Table 2. Tukey HSD multiple comparison results for lesson plans.

4.1.1 Feasibility

Table 3 presents the results of the Kruskal–Wallis tests showed that the three generation methods were significantly different (p < 0.05) on all four dimensions of feasibility. Further Dunn's multiple comparisons test showed that method 3 was significantly better than method 1 in terms of frequency, intensity, duration, and reasonableness of type of exercise (F1), but not significantly different from method 2. In terms of ease of access to resources (F2), ease of understanding and implementation (F3), and consideration of practical conditions (F4), method 3 performed the best, followed by method 2, while method 1 performed the worst on these dimensions. These results further validate the significant advantages of method 3 in practical applications.

Table 3

Table 3. Comparative results of feasibility.

4.1.2 Practicality

Further analysing the differences on the four dimensions of practicality, the results of the Kruskal–Wallis tests in Table 4 show that no significant differences were found between the three generation methods (H = 0.22, p > 0.05) in terms of “improving physical fitness and health” (P1), suggesting that the practicality of these generation methods is similar on this dimension. The remaining dimensions of the Kruskal–Wallis tests were significantly different (p < 0.05). The Dunn's Multiple Comparisons Test revealed that method 1 significantly outperformed methods 2 and 3, while there was no significant difference in scores between methods 2 and 3. Method 3 was significantly better than method 1, but not significantly different from method 2 in terms of “focusing on long-term exercise habits and healthy lifestyle development of students” (P3).

Table 4

Table 4. Comparative results of practicality.

4.1.3 Safety

The results of the Kruskal–Wallis tests (see Table 5) showed that the three generation methods differed significantly on all seven dimensions of safety (p < 0.05). The results of Dunn's Multiple Comparisons Test showed that Method 1 was significantly worse than Method 2 and Method 3 in terms of the scores of “safety practices and emergency plans” (S1), while Method 2 and Method 3 did not differ significantly. In “Emergency Planning” (S1), method 1 performed significantly worse than methods 2 and 3, whereas there was no significant difference in the scores of methods 2 and 3. Method 3 was significantly better than Method 1 for Physical Health Assessment Requirements (S2) and Safety Standards for Sites and Equipment (S5), but it was not significantly different from Method 2. Method 3 was significantly better than Method 1, but not significantly different from Method 2, in terms of “mental health assessment requirements” (S3), “students' personal medical history, existing injuries, or limitations” (S4), “adequate rest and recovery schedules” (S6), “high risk of injury or illness” (S7), and “high-risk manoeuvres or activities” (S7).
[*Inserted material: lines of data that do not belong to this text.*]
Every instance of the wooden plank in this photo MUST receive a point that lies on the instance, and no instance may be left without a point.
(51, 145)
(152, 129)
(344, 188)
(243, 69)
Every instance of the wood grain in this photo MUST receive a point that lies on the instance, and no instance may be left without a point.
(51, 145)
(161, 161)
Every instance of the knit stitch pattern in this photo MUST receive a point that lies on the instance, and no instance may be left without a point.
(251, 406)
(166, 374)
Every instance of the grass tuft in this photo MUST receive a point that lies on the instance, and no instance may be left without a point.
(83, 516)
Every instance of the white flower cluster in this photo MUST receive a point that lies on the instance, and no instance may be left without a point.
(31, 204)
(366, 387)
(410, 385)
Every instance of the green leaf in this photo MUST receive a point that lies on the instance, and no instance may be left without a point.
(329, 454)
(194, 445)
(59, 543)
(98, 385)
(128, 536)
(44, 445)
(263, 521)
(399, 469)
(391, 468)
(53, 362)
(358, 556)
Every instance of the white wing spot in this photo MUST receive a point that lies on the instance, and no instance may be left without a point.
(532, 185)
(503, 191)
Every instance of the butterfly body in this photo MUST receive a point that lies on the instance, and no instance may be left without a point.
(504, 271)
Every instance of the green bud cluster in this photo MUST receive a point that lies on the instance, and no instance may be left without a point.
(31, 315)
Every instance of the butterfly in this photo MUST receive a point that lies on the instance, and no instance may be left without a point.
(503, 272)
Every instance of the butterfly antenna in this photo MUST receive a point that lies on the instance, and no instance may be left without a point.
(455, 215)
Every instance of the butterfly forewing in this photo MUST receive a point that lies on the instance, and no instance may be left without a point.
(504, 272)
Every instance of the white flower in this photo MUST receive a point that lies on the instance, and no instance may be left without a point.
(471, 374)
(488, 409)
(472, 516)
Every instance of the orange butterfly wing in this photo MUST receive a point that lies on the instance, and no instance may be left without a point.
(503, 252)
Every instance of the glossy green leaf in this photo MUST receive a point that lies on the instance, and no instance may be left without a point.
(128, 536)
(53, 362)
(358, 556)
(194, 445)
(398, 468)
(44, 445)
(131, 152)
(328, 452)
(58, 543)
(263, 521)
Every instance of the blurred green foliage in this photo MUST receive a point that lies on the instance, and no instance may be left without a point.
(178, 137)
Method 3 was significantly better than methods 1 and 2, but there was no significant difference in the ratings between methods 1 and 2.

Table 5

Table 5. Comparative results for safety.

4.1.4 Adaptability

Further analysing the differences in the eight dimensions of adaptability (see Table 6), the Kruskal–Wallis tests found no significant differences between the three generation methods in adapting to the “age and gender characteristics of the students” (H = 1.551, p > 0.05), suggesting that these generation methods are similar in adapting to the students' basic demographic characteristics. For the other seven dimensions, the results of the Kruskal–Wallis tests showed significant differences (p < 0.05). The results of Dunn's Multiple Comparisons Test showed significant differences (p < 0.05) between the “Personal Fitness Level” (A2) and the “Instructional Environment”. In “Teaching and learning environment” (A5), method 3 was significantly better than method 2, but there was no significant difference between the scores of method 1 and methods 2 and 3. Method 1 was significantly worse than Methods 2 and 3 in terms of “personal health status” (A3), while there was no significant difference between Methods 2 and 3. In terms of 'support measures for students with special needs' (A4), Method 3 was significantly better than Methods 1 and 2, while there was no significant difference between Methods 1 and 2. Method 3 was significantly better than Method 1 but not significantly different from Method 2 in terms of “catering for diverse interests and needs” (A6) and “progressive improvement” (A7). Method 3 was the best performer, and method 2 was the second-best performer in terms of “adaptation and optimization based on real-time feedback” (A8), while method 1 was the worst performer in these dimensions.

Table 6

Table 6. Comparison results for adaptability.

4.1.5 Contents quality

The results of the Kruskal–Wallis tests in Table 7 show that the three generation methods differed significantly (p < 0.05) on all four dimensions of content quality. The results of Dunn's Multiple Comparisons Test revealed that method 1 significantly underperformed method 1 in terms of being “based on the latest exercise science and health theories” (CQ1) and “with appropriate depth to challenge students' fitness and skills” (CQ3). “up-to-date exercise science and health theories” (CQ1) and “has appropriate depth to challenge students' fitness and skills” (CQ3), method 1 was significantly worse than methods 2 and 3, while there were no significant differences between methods 2 and 3. In terms of “covering a wide range of motor skills and health knowledge” (CQ2), method 3 was significantly better than method 1, but not significantly different from method 2. In terms of “providing different levels of challenge and support” (CQ4), method 3 was significantly better than methods 1and 2, while there was no significant difference between methods 1and 2.

Table 7

Table 7. Comparative results of contents quality.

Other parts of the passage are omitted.